たとえば、サッカーの試合中に雷撃を受けた生徒と親が教師(監督)に責任を追及したり、または階段で滑った児童の親が滑るような階段を放置しておいた学校側に文句をつけたり、という一連の「責任追及」の姿勢にウチダセンセが「?」と思ったように、私も「?」と思うし、おそらくマイ・ラヴァーも「?」と思うんじゃないかな。

そういう多くの「?」を抱えたまま私は生きているのだけど、不思議なことに、当の「?」的行動をしている人にはあまり会ったことが無い。小泉首相がメディアでは散々叩かれているのに、いざ支持率を出せば「支持層」を発見できるのと似ている。「俺は小泉を断固支持するー!」という人が周りにはほとんどいないのに、選挙の結果、彼は確固たる地位を築けているのよね。不思議。

「価値観が似ている」って簡単に皆言っちゃうけど、私が気づいたのは、「私はスパゲッティが好き!」と言えば、多くのスパゲッティ好きが集まるから、たぶんそういうプラス姿勢の意見だけでは、本当のところの価値観を計測できない。そうじゃなくて、当然のようにフォークでスパゲッティを食べているときに、隣で箸を使いながらそばのようにスパゲッティを食べ始めた人が現れたとき、「?」と思うのだろう。つまり、自分の中ではすっかり当たり前になっている部分が根本的に違う人への「?」。それはしばしばマイナス要素を孕む。

「これがイイ!」じゃなくて、「これはナシだろう…。」という部分が一致している人を、話し相手として選ぶ傾向が、私にはある。厄介なのは、私とマイ・ラヴァーの「これはナシだろう…。」という部分はまあまあ一致している(た、たぶんな。)のに、すっかりそれに慣れてしまうと、それこそスパゲッティを食べるときのフォークの角度、とかで言い争いを始めてしまうのだろうな、と。
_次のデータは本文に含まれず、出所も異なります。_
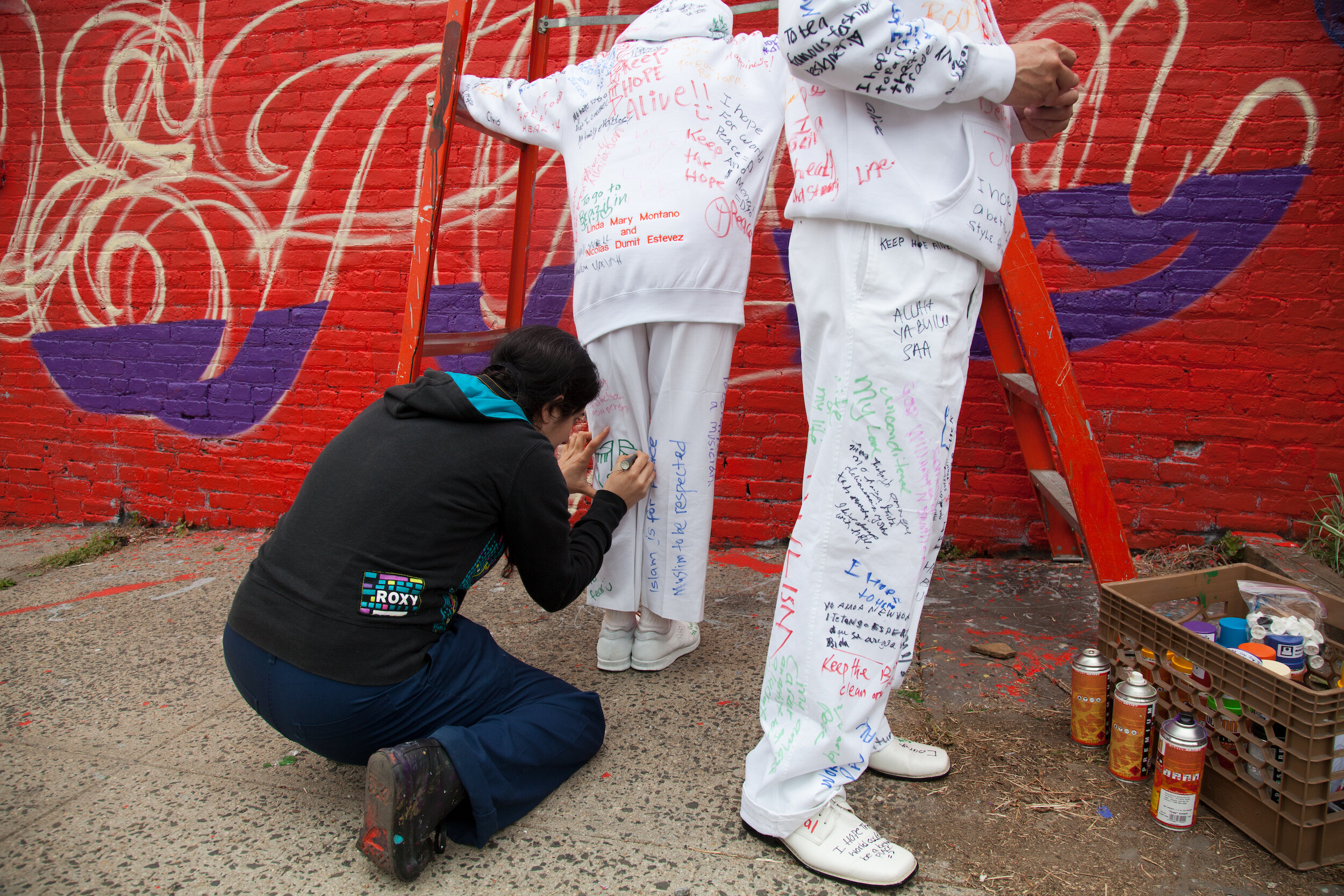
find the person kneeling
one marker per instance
(346, 634)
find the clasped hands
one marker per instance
(1045, 92)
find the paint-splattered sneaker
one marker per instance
(613, 649)
(838, 844)
(909, 759)
(656, 650)
(408, 792)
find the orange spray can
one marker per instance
(1132, 728)
(1181, 771)
(1090, 685)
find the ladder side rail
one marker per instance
(1027, 422)
(431, 195)
(1047, 356)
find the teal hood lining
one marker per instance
(484, 399)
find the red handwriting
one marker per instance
(722, 217)
(873, 170)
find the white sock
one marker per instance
(619, 620)
(651, 621)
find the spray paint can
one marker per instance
(1132, 727)
(1090, 683)
(1181, 771)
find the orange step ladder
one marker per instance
(1047, 412)
(1058, 447)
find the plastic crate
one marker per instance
(1289, 808)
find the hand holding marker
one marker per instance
(630, 480)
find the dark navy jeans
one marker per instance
(514, 733)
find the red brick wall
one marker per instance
(208, 214)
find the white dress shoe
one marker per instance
(906, 759)
(613, 649)
(654, 650)
(839, 844)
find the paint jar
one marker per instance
(1132, 728)
(1089, 722)
(1288, 649)
(1206, 630)
(1226, 730)
(1181, 771)
(1259, 650)
(1232, 632)
(1278, 668)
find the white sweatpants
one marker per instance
(663, 389)
(886, 321)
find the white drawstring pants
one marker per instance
(886, 321)
(663, 389)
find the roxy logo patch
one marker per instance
(389, 594)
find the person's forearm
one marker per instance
(873, 50)
(511, 106)
(555, 586)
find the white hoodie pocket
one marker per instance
(982, 206)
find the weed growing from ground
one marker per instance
(90, 550)
(1327, 542)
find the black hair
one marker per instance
(535, 364)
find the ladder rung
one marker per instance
(1023, 388)
(461, 343)
(573, 22)
(1053, 485)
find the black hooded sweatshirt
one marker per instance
(399, 515)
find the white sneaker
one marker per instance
(839, 844)
(907, 759)
(654, 650)
(613, 649)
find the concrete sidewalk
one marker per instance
(133, 766)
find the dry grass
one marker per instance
(1179, 559)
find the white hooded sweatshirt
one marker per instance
(898, 121)
(668, 140)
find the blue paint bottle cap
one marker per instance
(1232, 632)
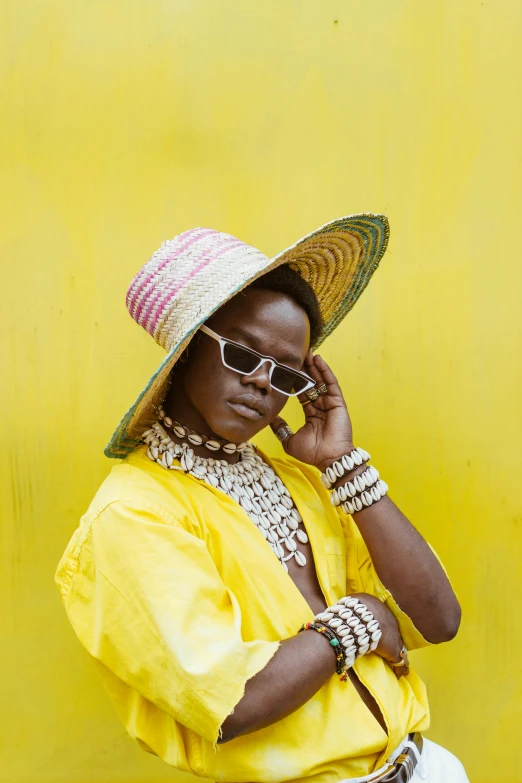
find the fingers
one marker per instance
(326, 374)
(316, 367)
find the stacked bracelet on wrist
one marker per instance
(363, 490)
(350, 625)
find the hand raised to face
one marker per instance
(327, 430)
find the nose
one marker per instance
(260, 377)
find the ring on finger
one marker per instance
(312, 393)
(283, 432)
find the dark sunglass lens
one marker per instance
(288, 381)
(240, 359)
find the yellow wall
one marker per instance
(126, 122)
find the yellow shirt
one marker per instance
(179, 600)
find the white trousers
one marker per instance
(436, 765)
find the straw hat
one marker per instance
(192, 275)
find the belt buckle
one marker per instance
(406, 761)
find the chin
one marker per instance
(235, 429)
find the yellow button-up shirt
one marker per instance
(179, 600)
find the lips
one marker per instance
(248, 406)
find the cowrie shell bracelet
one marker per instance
(354, 625)
(363, 490)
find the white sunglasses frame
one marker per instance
(272, 362)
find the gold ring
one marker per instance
(312, 393)
(283, 432)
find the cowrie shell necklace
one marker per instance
(250, 482)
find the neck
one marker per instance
(179, 408)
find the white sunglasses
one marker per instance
(245, 361)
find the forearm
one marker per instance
(299, 669)
(408, 568)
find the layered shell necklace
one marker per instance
(250, 482)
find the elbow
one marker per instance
(231, 728)
(448, 626)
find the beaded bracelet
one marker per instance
(352, 620)
(333, 639)
(342, 466)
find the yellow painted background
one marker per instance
(124, 123)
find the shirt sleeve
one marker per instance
(147, 601)
(362, 577)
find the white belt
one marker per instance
(406, 743)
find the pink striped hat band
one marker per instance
(192, 275)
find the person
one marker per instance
(250, 616)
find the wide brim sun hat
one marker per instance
(191, 276)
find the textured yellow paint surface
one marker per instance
(124, 123)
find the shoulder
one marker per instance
(134, 499)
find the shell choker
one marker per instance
(212, 444)
(250, 482)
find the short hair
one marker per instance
(288, 281)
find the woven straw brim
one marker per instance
(337, 260)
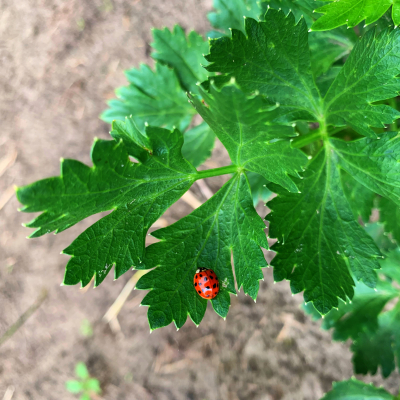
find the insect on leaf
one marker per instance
(205, 238)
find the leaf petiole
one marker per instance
(208, 173)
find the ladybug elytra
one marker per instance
(206, 283)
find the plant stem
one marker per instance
(393, 125)
(208, 173)
(304, 140)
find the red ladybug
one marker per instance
(206, 283)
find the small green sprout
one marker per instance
(86, 386)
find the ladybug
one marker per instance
(206, 283)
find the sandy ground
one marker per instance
(60, 61)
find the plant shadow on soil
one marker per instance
(60, 63)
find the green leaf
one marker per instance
(380, 348)
(391, 265)
(74, 386)
(183, 53)
(369, 75)
(139, 193)
(153, 97)
(244, 126)
(81, 371)
(205, 238)
(259, 190)
(361, 315)
(273, 59)
(328, 47)
(389, 215)
(299, 8)
(373, 163)
(229, 13)
(374, 331)
(198, 144)
(356, 390)
(319, 239)
(360, 198)
(352, 12)
(325, 81)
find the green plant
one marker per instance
(309, 112)
(86, 386)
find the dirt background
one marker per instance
(60, 61)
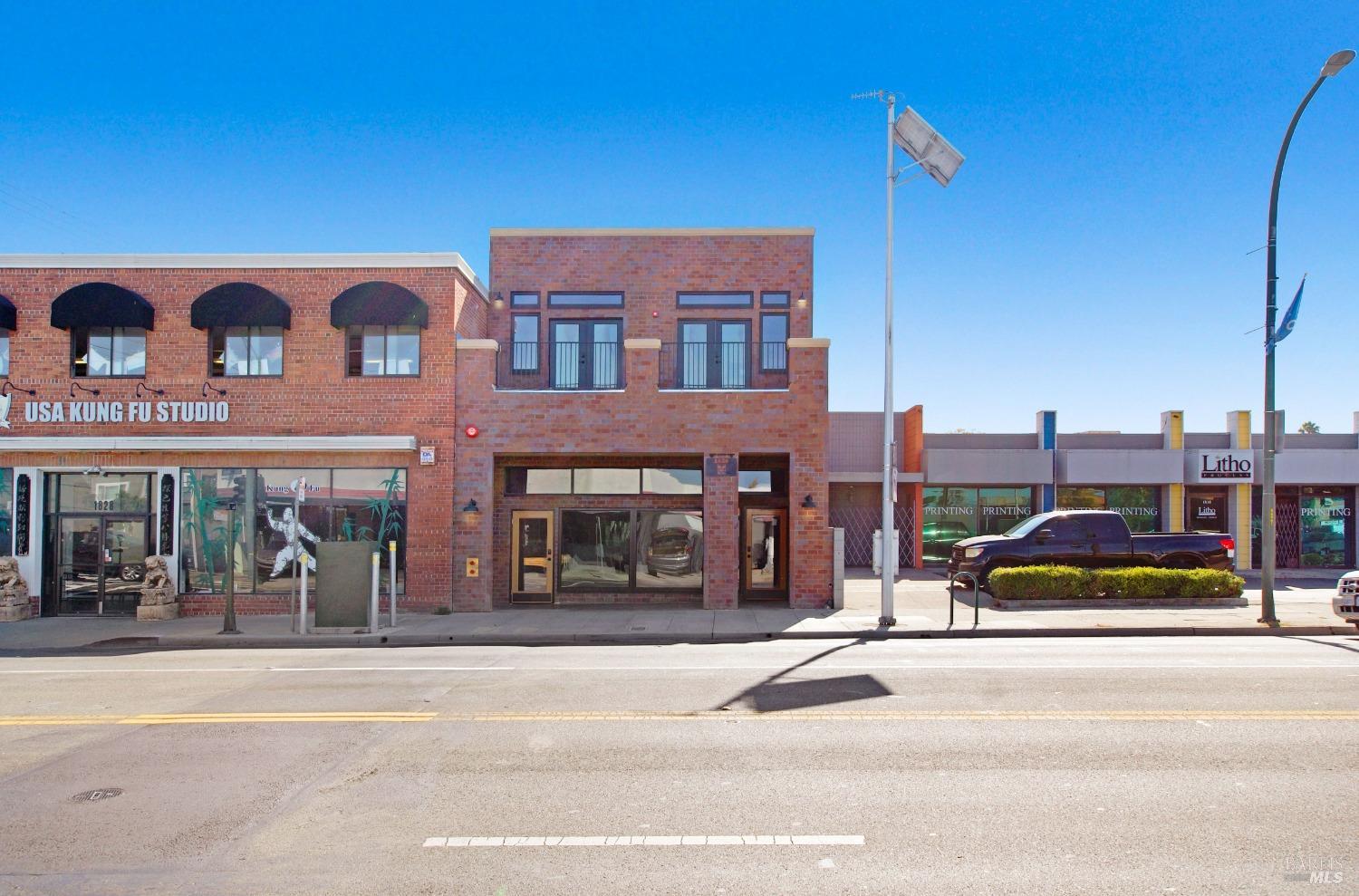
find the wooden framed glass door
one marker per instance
(764, 569)
(530, 556)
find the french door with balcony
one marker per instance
(586, 353)
(714, 355)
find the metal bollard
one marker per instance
(976, 599)
(391, 581)
(302, 621)
(374, 619)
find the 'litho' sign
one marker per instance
(120, 412)
(1215, 467)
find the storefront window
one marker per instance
(950, 515)
(1138, 505)
(1324, 518)
(999, 509)
(5, 512)
(669, 548)
(204, 521)
(595, 550)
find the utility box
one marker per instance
(877, 551)
(837, 564)
(344, 573)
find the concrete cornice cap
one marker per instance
(477, 344)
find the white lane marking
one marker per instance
(921, 667)
(651, 839)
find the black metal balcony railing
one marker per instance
(723, 366)
(560, 364)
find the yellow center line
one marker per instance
(700, 716)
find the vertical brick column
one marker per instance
(720, 540)
(473, 477)
(1173, 505)
(1239, 496)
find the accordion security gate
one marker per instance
(859, 525)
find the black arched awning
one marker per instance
(239, 304)
(378, 303)
(101, 304)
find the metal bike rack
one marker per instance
(976, 597)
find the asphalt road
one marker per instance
(1027, 766)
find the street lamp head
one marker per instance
(1336, 62)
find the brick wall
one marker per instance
(313, 397)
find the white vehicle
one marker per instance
(1345, 602)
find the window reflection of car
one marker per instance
(673, 551)
(940, 537)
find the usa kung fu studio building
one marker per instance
(174, 405)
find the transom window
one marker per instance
(586, 299)
(714, 299)
(109, 351)
(383, 351)
(246, 351)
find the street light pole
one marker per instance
(1267, 472)
(889, 493)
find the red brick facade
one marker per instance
(643, 423)
(313, 397)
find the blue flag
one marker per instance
(1290, 317)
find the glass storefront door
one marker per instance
(530, 556)
(101, 564)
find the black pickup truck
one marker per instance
(1090, 539)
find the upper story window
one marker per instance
(246, 351)
(586, 299)
(714, 299)
(382, 323)
(108, 328)
(109, 351)
(245, 326)
(383, 351)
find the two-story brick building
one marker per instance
(176, 404)
(644, 421)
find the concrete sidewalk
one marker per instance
(921, 608)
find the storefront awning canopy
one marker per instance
(101, 304)
(239, 304)
(378, 303)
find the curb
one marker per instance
(217, 642)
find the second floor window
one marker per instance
(246, 351)
(109, 351)
(383, 351)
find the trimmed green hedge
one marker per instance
(1073, 583)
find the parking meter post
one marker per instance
(302, 602)
(228, 618)
(374, 619)
(391, 581)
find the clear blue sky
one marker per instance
(1090, 257)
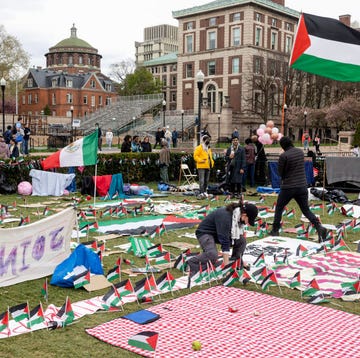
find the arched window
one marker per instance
(211, 95)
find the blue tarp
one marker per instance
(81, 256)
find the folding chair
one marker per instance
(188, 177)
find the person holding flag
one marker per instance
(224, 226)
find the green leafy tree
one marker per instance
(139, 83)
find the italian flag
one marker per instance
(82, 152)
(326, 47)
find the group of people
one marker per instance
(15, 141)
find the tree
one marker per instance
(13, 59)
(119, 71)
(140, 82)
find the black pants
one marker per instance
(301, 197)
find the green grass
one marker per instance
(73, 341)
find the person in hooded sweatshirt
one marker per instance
(204, 162)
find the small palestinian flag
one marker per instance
(113, 274)
(4, 321)
(66, 313)
(20, 312)
(260, 260)
(269, 280)
(145, 340)
(231, 279)
(36, 316)
(111, 298)
(295, 281)
(82, 279)
(312, 288)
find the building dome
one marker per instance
(73, 55)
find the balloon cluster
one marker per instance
(268, 133)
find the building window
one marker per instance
(69, 98)
(189, 70)
(274, 37)
(257, 65)
(189, 43)
(236, 36)
(258, 36)
(211, 68)
(288, 44)
(236, 16)
(212, 21)
(211, 40)
(235, 65)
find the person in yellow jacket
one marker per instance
(204, 162)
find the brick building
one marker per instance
(71, 84)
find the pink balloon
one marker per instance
(259, 132)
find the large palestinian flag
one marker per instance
(326, 47)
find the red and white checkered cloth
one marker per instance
(263, 326)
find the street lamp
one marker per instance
(182, 125)
(3, 84)
(200, 82)
(164, 108)
(219, 117)
(285, 125)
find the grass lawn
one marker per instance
(72, 341)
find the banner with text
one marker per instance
(32, 251)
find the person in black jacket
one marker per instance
(291, 168)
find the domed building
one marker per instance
(71, 85)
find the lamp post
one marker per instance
(182, 125)
(164, 109)
(285, 124)
(3, 84)
(72, 122)
(219, 117)
(200, 82)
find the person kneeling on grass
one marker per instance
(224, 226)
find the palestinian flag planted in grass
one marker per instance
(4, 321)
(20, 312)
(82, 279)
(269, 280)
(165, 281)
(124, 288)
(66, 313)
(230, 279)
(146, 340)
(350, 288)
(295, 281)
(113, 274)
(312, 288)
(111, 298)
(326, 47)
(82, 152)
(36, 316)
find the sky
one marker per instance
(114, 27)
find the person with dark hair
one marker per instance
(224, 226)
(204, 162)
(126, 144)
(291, 168)
(236, 164)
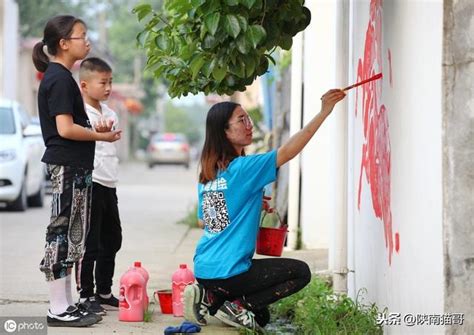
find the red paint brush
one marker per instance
(377, 76)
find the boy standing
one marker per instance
(105, 235)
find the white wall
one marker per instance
(9, 49)
(412, 281)
(317, 158)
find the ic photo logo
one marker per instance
(9, 326)
(23, 325)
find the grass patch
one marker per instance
(316, 310)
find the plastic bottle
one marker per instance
(131, 297)
(146, 276)
(181, 277)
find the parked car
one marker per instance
(21, 148)
(168, 148)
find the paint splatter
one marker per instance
(390, 67)
(397, 242)
(375, 159)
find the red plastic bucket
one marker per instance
(166, 301)
(270, 241)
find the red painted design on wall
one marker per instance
(375, 161)
(397, 242)
(390, 67)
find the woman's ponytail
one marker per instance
(40, 59)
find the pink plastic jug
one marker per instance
(181, 277)
(146, 276)
(131, 297)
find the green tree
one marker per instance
(35, 13)
(216, 46)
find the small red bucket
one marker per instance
(165, 299)
(270, 241)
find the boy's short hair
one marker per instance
(92, 64)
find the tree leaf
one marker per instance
(209, 42)
(243, 44)
(142, 37)
(142, 11)
(196, 64)
(218, 73)
(162, 42)
(285, 42)
(250, 65)
(212, 22)
(197, 3)
(242, 22)
(231, 25)
(255, 34)
(247, 3)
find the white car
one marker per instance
(21, 148)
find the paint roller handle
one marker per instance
(375, 77)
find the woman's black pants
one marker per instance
(268, 280)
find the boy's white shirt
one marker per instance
(105, 159)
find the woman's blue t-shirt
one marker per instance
(230, 208)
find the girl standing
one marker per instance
(69, 155)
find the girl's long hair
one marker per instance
(217, 151)
(57, 28)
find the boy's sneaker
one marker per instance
(92, 305)
(72, 317)
(196, 304)
(111, 301)
(84, 311)
(237, 316)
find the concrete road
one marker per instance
(151, 201)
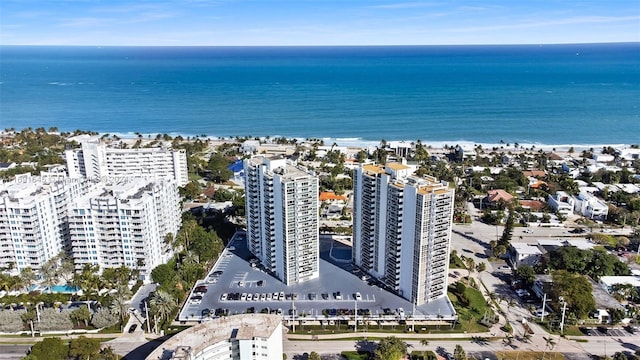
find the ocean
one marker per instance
(547, 94)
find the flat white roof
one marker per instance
(527, 249)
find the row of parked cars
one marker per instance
(257, 296)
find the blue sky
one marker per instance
(316, 22)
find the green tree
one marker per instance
(526, 274)
(162, 304)
(191, 190)
(50, 349)
(27, 277)
(163, 273)
(482, 266)
(576, 291)
(84, 348)
(458, 353)
(81, 314)
(107, 354)
(119, 302)
(390, 348)
(217, 167)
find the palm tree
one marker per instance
(470, 263)
(550, 343)
(162, 304)
(27, 277)
(119, 302)
(49, 272)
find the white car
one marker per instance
(540, 313)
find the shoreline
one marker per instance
(365, 143)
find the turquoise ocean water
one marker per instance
(551, 94)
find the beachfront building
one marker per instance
(238, 337)
(125, 223)
(561, 202)
(524, 254)
(282, 217)
(33, 218)
(590, 206)
(402, 230)
(96, 160)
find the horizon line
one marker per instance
(329, 45)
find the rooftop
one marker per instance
(198, 337)
(526, 249)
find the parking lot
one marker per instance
(234, 286)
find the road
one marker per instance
(13, 351)
(490, 349)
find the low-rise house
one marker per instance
(590, 206)
(561, 202)
(607, 282)
(533, 205)
(524, 254)
(629, 188)
(6, 166)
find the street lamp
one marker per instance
(564, 309)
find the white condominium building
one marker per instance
(402, 230)
(95, 160)
(282, 218)
(33, 218)
(125, 223)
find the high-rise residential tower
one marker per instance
(125, 223)
(33, 218)
(95, 160)
(282, 218)
(402, 230)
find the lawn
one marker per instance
(470, 314)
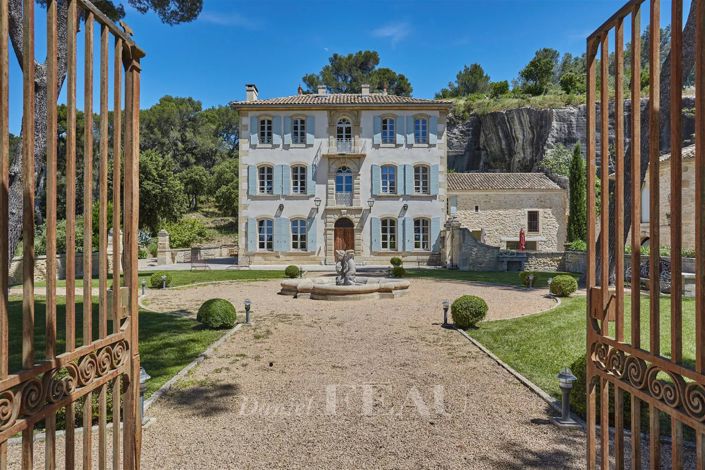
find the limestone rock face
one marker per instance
(516, 140)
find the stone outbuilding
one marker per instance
(494, 207)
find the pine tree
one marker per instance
(577, 221)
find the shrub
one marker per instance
(563, 285)
(468, 310)
(398, 271)
(292, 271)
(217, 313)
(155, 280)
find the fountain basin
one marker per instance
(364, 288)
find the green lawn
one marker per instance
(538, 346)
(167, 342)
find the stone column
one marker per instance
(163, 249)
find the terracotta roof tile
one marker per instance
(499, 181)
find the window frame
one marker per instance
(299, 182)
(419, 183)
(263, 129)
(265, 238)
(262, 171)
(388, 234)
(299, 238)
(391, 183)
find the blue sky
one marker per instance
(274, 43)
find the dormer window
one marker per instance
(265, 131)
(388, 134)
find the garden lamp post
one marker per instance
(565, 382)
(248, 304)
(144, 377)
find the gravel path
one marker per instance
(368, 384)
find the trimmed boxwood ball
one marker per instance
(398, 271)
(155, 280)
(563, 285)
(468, 310)
(292, 271)
(217, 313)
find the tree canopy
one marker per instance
(347, 74)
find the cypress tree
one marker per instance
(577, 220)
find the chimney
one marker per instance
(251, 92)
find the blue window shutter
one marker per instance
(311, 180)
(408, 234)
(252, 180)
(375, 234)
(433, 183)
(287, 130)
(311, 235)
(433, 130)
(254, 130)
(277, 130)
(400, 179)
(377, 124)
(436, 234)
(376, 179)
(277, 179)
(399, 125)
(310, 129)
(286, 180)
(251, 234)
(409, 185)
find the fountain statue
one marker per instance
(345, 267)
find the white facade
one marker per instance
(325, 152)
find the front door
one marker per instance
(344, 235)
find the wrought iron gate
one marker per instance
(99, 366)
(656, 376)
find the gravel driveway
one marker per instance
(366, 384)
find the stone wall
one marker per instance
(502, 214)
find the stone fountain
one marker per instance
(346, 285)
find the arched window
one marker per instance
(388, 134)
(298, 179)
(265, 175)
(422, 235)
(298, 235)
(265, 131)
(389, 179)
(389, 234)
(421, 179)
(265, 231)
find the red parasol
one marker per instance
(522, 240)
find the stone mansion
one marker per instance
(324, 172)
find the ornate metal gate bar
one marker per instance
(91, 366)
(624, 368)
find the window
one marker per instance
(533, 221)
(298, 179)
(265, 131)
(298, 131)
(389, 179)
(388, 134)
(421, 235)
(421, 131)
(421, 179)
(266, 235)
(266, 180)
(298, 235)
(389, 234)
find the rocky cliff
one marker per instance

そんな、そもそも、箸で食べてないだけマシじゃないの、ってことに気づかなくてはいかん。

つまり、人と人が惹かれ合うときは、「おっ、キミもスパゲッティはフォークかい?」「やん、アナタもそうなんですかっ?」って感覚がたぶん大事だけど、それ以降も、そもそも箸じゃないフォーク感覚を共有してることを尊いと思う気持ちを、忘れてはいけないのだろう。(さっきからスパゲッティを例としてるけど、ほんとあくまで例だよ?)

「でもさー、なんだかんだでみんなスパゲッティはフォークだよ?」という意見があるのもごもっともだが、実は、私はスパゲッティを箸で食べるような人とかなり長い時間一緒にいたことがあり、試しに私も箸を使ってみるなど、努力っぽいことをしたこともあるのだ。が、たしかに人と人は異なる部分を摺り合わせて生きていけるけれど、それによって生じるストレスがあり、いざというとき、リスキーな埋められない溝として存在感を増す。と、思う。

ウチダセンセを「イイなあ。」と思っているはずのマイ・ラヴァーに薦められ、同著を手に取り、私も「イイなあ。」と思ったことは、箸はナシよね、っていう部分を改めて認識し合った(し合ったっていうか、私が一方的に笑)という点で、大きい。というわけで、別にフォークの角度にケチをつけなくてもいっか、という、なんだか優しい気持ちになったわけだ。

ただ、「現代においては「内輪」における親密感、一体感が過剰になると同時に「外側」に対する排他性・暴力性も過剰になっている。」とウチダセンセが指摘する通り、こういったフォーク感を共有できることをただ喜んでいるだけでは「他者」への想像力が枯渇する一方なので、気をつけなきゃいけないのだろう。

ノロケっぽくなりつつも(読書メモじゃなかったのか)、最後はイイ感じで終わらせてみた。